Apparently, they don’t. By “obsessing on something” I mean discovering and then devouring some new author or musician, or some area of study: a historical era, for example, or some sociological trend. It means reading and researching about something, getting as much information as I can about it, talking about it to anyone who will listen, and almost having to force my mind away from it to handle work, family, or other obligations. Looking back at the last twenty years or so, here is a sampling of things that I have obsessed over:
History of dieting, including how medical advice about nutrition changes through history
Hollywood during the studio era
Generational theory of history (Strauss and Howe)
Financial planning and economics
Entertainment geared toward women, like romance novels, soap operas, women’s films
NYT Crossword puzzles
the Civil War
Weird Al Yankovic
Each of these things, as my obsession ebbs, stays with me, but at a level of more “normal” (whatever that means) interest. I still listen to the Monkees and Weird Al, I will pick up a new book on the Civil War when one comes out, I still do my daily NYT crossword. The same thing has happened to me over the years with diet and exercise. I have gained and lost the same ten or fifteen pounds four or five times over the course of my adult life. This is not the unhealthy “yo-yo dieting” that doctors warn you about (at least, I tell myself it is not), but rather two different weight set points, my “healthy lifestyle” set point, and my “lazy lifestyle” set point. They are about 10-15 pounds apart. To kickstart a “healthy lifestyle” time period, I usually need to find some new hook of diet or exercise that inspires me to make a change, something new or novel that my obsession-prone mind can sink its teeth into. Then, as the obsession ends, enough of my new habits stick around to give me a nice, balanced, healthy lifestyle that I can stick with, until some major life change (having a baby, getting the house remodeled, etc) shakes up my routine. I always think it will be easy to get back into those healthy habits after the major life change ends, but doing so always proves elusive. It’s like being on the other side of a locked door, and I need some new hook to get me back in and get me through the door.

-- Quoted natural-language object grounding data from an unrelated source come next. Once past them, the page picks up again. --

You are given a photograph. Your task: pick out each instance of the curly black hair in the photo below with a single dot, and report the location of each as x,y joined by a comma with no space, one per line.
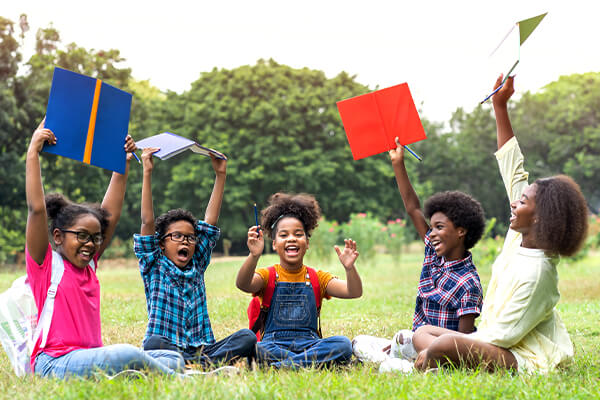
302,206
63,213
460,208
165,220
562,215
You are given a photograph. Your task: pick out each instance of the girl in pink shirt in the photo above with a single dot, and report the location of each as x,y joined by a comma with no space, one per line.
80,233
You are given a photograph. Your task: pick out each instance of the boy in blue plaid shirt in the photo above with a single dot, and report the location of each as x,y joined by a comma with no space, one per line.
449,293
173,255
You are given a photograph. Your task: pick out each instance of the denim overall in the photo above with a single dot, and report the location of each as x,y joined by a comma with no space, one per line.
290,338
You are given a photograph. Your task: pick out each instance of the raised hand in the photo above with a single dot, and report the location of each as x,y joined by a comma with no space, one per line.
129,147
500,98
256,241
40,136
219,165
349,255
397,154
147,159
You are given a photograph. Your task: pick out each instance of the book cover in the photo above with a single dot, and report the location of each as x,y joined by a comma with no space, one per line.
90,119
171,144
373,120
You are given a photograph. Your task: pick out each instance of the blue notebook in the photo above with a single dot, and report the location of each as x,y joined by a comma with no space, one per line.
171,144
90,119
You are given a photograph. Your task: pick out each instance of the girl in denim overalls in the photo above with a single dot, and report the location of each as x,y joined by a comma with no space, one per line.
291,334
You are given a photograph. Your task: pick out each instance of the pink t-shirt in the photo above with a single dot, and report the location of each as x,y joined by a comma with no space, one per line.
76,318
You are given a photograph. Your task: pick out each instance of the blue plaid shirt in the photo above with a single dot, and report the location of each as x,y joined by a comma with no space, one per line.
447,290
176,299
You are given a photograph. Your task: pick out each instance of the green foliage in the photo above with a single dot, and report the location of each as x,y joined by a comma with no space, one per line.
488,248
282,132
322,240
12,238
395,236
366,231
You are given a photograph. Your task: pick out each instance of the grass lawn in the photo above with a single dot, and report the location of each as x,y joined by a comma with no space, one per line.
386,306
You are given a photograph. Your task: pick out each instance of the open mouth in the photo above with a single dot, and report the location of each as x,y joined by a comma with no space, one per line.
85,254
183,253
292,250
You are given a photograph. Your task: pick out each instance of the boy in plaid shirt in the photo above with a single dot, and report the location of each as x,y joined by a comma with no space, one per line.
449,293
173,255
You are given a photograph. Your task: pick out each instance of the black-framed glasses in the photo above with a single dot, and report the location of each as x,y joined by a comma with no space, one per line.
84,237
180,237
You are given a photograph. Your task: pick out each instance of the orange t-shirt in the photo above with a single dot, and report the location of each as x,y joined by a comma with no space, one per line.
295,276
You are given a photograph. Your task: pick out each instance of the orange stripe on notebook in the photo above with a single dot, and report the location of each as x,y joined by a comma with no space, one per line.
87,154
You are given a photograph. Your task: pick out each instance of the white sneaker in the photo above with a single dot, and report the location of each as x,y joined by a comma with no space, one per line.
126,373
227,370
370,348
402,346
396,365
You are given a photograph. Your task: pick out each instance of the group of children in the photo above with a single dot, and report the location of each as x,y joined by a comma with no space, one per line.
519,328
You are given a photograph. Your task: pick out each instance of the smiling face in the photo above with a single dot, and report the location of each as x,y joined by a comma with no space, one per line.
522,211
79,254
179,252
290,243
447,240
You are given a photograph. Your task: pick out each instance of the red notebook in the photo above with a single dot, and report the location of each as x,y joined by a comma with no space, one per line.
373,120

This “hook” is usually something new and sometimes faddish, but not unhealthily so. One time it was the South Beach diet, another time it was learning to cook with lesser-known whole grains like spelt, and another was impulsively signing up with a personal trainer, and another was discovering a surprisingly economical farmer’s market. Over the past year or so (it must be said) I’ve put on on some weight, what I might delicately call a “brandy belly.” Even while being unwilling to give up alcohol, I have been searching for a new hook, a new enthusiasm, that would get me back into the “healthy living” column. I think I even had the idea that if I was healthy in every other way, I would be able to justify continuing to drink. Although, I do also remember thinking once, I’ll get healthy and then eventually it will just be a logical thing to do to quit drinking. But quitting drinking first was unthinkable to me.
So, I tried yoga, which I enjoyed but it didn’t ignite the spark I felt I needed. I tried looking back at the South Beach diet, but … been there, done that. After we got our dog, nightly walks became a part of my routine, which was (and is) fantastic but didn’t lead to any weight loss as I had hoped. All in all, I did feel marginally fitter, but not enough to really feel good about it. And through it all I continued to drink.

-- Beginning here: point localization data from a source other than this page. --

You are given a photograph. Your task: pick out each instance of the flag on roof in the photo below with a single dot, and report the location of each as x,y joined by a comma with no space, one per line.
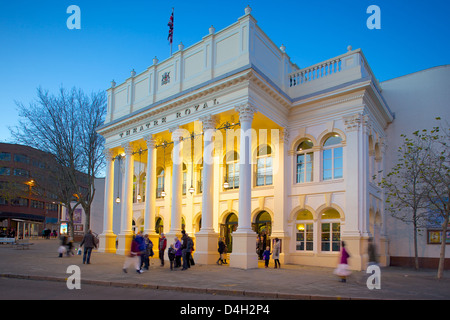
170,24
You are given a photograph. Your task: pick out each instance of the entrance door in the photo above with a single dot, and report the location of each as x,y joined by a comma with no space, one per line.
263,227
227,229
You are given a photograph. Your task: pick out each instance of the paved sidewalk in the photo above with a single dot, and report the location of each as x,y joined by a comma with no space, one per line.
41,262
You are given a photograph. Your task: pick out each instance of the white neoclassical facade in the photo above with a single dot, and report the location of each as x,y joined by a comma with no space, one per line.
229,138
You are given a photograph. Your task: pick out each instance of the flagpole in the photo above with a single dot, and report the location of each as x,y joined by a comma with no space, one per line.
171,42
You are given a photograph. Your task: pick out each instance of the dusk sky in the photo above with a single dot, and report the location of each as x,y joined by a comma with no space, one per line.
38,49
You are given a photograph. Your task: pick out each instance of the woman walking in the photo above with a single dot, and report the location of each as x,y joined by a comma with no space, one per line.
342,269
221,251
276,253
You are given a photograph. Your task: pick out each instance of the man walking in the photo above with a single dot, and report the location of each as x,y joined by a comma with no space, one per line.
89,242
162,246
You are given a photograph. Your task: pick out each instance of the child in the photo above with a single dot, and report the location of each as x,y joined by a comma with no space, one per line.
171,254
266,256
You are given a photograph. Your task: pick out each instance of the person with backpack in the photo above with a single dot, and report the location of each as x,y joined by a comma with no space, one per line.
184,250
89,242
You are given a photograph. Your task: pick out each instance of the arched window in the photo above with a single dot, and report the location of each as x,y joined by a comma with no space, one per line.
184,179
305,160
159,225
143,181
331,230
160,183
264,167
304,231
200,177
232,170
134,188
332,158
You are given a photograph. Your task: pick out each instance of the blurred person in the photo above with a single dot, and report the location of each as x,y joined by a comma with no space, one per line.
343,270
133,257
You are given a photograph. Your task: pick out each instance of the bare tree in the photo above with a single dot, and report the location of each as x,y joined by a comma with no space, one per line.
92,111
405,190
435,172
418,187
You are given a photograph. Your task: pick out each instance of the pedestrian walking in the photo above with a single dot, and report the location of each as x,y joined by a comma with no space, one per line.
147,253
89,242
133,257
191,251
221,250
178,253
276,252
142,248
343,270
266,256
162,247
184,250
171,254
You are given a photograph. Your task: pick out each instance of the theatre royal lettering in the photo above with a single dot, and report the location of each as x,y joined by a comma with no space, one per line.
171,117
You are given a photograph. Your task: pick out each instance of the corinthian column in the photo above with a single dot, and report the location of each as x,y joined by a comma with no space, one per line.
150,190
244,254
207,238
107,237
126,233
177,180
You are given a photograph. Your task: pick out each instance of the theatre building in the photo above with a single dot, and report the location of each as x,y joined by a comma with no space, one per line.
229,138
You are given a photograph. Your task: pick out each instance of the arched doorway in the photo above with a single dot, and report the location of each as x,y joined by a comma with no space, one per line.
159,225
263,228
230,225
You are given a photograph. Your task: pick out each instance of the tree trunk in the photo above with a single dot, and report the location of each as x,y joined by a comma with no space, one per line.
416,255
443,244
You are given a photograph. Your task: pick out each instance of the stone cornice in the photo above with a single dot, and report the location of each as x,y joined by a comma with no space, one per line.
158,109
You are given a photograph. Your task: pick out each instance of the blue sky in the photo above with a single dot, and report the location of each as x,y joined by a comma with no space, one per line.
37,48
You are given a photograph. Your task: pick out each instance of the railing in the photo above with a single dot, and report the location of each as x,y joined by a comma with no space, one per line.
317,71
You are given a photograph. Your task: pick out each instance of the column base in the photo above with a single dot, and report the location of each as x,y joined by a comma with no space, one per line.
107,242
124,244
206,247
244,250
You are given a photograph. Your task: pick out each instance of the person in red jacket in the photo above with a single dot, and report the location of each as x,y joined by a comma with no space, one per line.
134,257
162,246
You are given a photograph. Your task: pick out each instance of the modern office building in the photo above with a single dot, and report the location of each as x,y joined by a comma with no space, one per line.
25,205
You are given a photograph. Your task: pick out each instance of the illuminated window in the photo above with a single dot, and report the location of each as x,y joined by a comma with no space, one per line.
304,231
305,159
331,231
332,158
264,166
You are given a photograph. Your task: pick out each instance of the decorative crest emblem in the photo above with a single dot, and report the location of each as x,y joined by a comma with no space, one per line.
165,79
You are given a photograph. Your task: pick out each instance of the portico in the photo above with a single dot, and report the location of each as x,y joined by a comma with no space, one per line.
229,138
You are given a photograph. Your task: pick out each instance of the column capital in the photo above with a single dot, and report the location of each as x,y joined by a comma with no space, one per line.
208,122
357,121
151,142
109,154
246,111
127,148
177,133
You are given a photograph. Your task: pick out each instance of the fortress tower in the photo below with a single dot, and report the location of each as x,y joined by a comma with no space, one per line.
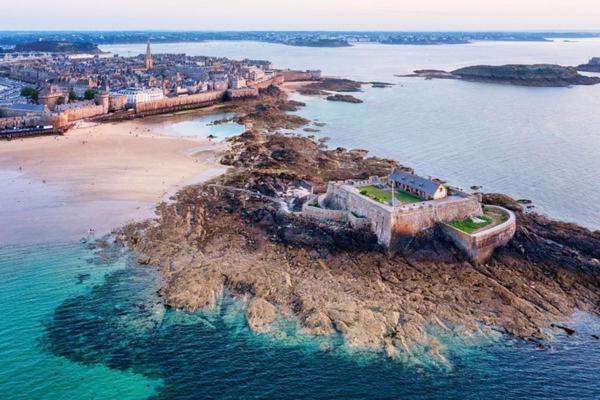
149,59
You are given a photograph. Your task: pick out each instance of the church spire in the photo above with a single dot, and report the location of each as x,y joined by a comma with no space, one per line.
149,59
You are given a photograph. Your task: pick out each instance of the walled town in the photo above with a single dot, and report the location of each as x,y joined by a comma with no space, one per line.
51,92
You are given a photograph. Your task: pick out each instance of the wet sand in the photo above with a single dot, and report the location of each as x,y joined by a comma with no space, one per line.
98,177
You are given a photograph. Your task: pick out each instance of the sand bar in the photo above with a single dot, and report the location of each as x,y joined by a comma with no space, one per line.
98,177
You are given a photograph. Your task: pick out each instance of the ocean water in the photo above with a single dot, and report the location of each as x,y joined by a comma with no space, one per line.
190,124
541,144
75,327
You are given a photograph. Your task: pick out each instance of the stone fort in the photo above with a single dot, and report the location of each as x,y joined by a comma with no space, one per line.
439,206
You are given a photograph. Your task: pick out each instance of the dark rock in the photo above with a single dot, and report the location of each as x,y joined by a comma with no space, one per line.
567,330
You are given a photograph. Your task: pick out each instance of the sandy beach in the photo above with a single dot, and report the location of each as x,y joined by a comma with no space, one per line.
97,177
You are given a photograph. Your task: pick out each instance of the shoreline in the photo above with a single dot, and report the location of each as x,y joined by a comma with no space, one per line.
97,177
235,237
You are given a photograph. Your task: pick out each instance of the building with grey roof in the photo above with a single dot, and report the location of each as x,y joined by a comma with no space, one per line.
426,189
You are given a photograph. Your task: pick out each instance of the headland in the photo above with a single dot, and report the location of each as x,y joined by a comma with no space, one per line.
244,233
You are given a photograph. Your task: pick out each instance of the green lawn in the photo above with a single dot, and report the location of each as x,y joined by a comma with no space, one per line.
468,226
385,196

But now, I have a real opportunity. I have been exercising more, daily, in fact, over the last four weeks, because I need the therapeutic effects of exercise. It’s the only mood lifter or stress reliever available to me these days, and it helps immensely to combat the restlessness I feel, particularly in the evenings. But though again I do feel fitter, I still haven’t lost any weight. This is no doubt because I have permitted myself over the same period to indulge a little more in desserts and sweets. I even bought myself a Pop Tart a couple weeks ago, because I remembered how I loved them as a kid and I thought this might be the only time in my life I could justify eating one.
It wasn’t very good.
I’m wary of trying too hard to diet because my sobriety is more important than anything. If I feel the need to indulge myself with something, better a cookie than a glass of wine. But I have time now to plan and cook better, healthier meals, if I can find the enthusiasm to do so.